Aandelenregeling onderdeel van de excessieve ontslagvergoeding

Een zogenoemde excessieve ontslagvergoeding wordt in Nederland belast met 75% pseudo-eindheffing. Dit betekent dat de werkgever naast de reguliere inhouding van loonheffing, als een soort boete, 75% belasting over het excessieve deel van een ontslagvergoeding moet afdragen aan de Belastingdienst. In een recent arrest van de Hoge Raad (27 november 2020) wordt antwoord gegeven op de vraag of een voorwaardelijk eigendomsrecht op aandelen van de onderneming kan worden beschouwd als aandelenoptie en derhalve buiten de ontslagvergoeding valt.
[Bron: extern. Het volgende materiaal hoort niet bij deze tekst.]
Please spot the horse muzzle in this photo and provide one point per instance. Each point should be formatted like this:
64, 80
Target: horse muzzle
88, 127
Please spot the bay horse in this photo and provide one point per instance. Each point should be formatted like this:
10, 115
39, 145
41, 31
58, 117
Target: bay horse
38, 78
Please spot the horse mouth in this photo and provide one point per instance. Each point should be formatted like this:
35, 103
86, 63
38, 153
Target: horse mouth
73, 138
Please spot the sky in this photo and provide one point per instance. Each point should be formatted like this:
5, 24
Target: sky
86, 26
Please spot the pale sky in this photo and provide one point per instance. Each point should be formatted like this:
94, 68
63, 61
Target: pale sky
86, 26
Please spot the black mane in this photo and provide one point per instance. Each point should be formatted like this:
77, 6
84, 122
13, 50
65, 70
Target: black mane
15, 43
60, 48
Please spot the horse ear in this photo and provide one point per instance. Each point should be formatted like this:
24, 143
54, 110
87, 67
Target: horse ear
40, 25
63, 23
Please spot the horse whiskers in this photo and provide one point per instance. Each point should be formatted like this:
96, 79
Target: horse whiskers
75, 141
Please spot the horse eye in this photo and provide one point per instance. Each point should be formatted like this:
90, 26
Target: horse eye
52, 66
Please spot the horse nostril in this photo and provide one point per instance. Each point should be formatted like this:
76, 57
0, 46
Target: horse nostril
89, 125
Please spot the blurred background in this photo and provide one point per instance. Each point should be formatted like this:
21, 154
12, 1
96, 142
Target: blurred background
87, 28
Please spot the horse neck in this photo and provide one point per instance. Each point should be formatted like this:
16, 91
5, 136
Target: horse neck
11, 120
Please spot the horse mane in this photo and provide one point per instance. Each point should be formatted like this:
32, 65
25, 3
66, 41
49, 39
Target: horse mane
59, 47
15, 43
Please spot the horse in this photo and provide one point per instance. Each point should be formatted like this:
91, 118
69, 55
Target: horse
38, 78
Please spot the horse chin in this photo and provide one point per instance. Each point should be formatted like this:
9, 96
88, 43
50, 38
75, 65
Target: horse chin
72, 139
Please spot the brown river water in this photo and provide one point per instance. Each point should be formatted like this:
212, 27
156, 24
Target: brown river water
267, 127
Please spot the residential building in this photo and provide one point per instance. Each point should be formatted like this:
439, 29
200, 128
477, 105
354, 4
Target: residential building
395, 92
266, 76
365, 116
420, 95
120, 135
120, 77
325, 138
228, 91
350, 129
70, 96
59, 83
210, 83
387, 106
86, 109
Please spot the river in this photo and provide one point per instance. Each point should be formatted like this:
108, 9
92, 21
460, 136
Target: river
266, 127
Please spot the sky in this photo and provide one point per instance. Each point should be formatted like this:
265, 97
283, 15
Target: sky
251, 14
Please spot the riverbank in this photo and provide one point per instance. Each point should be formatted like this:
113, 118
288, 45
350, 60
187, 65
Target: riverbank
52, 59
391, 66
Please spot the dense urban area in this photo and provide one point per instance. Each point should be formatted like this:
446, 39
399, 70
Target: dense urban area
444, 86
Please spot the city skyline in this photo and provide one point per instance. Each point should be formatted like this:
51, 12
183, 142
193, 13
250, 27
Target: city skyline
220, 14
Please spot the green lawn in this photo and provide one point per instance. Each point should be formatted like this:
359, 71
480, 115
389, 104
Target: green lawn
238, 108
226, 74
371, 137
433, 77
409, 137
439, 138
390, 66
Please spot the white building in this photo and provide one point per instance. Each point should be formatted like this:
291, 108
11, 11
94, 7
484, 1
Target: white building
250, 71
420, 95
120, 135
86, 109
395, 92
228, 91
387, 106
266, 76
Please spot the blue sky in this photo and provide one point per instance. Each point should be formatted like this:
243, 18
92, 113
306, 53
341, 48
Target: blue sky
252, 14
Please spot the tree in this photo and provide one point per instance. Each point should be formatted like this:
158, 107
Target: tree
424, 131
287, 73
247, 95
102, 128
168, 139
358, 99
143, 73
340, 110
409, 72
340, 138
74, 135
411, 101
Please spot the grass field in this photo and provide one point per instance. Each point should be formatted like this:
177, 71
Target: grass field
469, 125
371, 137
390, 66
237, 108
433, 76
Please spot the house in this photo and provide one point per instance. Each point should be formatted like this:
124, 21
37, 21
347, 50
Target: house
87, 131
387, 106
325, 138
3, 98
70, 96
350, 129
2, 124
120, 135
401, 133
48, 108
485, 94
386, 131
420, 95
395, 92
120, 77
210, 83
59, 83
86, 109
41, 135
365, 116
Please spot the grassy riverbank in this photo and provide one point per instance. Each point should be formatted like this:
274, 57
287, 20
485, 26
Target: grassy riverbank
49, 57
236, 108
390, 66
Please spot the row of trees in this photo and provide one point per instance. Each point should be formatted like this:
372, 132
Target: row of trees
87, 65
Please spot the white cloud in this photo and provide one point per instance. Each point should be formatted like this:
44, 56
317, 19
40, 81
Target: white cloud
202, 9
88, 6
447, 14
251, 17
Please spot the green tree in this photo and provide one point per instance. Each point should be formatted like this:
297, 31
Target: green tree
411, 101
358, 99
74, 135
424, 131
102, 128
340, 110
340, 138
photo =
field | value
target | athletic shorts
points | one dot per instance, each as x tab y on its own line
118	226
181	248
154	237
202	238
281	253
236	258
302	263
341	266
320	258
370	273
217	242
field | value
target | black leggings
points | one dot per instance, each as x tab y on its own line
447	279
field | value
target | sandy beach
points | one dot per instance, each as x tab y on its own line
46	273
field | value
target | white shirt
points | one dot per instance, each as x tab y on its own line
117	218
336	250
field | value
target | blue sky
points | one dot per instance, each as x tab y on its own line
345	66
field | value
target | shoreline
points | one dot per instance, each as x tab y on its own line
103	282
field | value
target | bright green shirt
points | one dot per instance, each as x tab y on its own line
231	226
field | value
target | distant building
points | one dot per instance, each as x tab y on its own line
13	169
De Hoge Raad oordeelt dat dit niet het geval is, zodat de contanten ontvangen bij de afwikkeling van het recht betrokken dienen te worden in de berekening van de pseudo-eindheffing. 

Excessieve ontslagvergoeding: hoe zit het ook alweer?

Werkgevers die de dienstbetrekking beëindigen met een werknemer met een zogeheten toetsloon van meer dan € 559.000 (2020) krijgen mogelijk te maken met artikel 32bb Wet op de loonbelasting 1964 waarin de heffing over de excessieve ontslagvergoeding wordt geregeld. Ontvangt de werknemer een beëindigingsvergoeding die als excessief wordt aangemerkt, dan is het excessieve gedeelte van de vergoeding grondslag voor 75% pseudo-eindheffing. Het komt geregeld voor dat de vertrekkende werknemer in het verleden een voorwaardelijk recht op aandelen heeft toegekend gekregen. De vraag is of dit recht in de berekening onderdeel uitmaakt van de ontslagvergoeding.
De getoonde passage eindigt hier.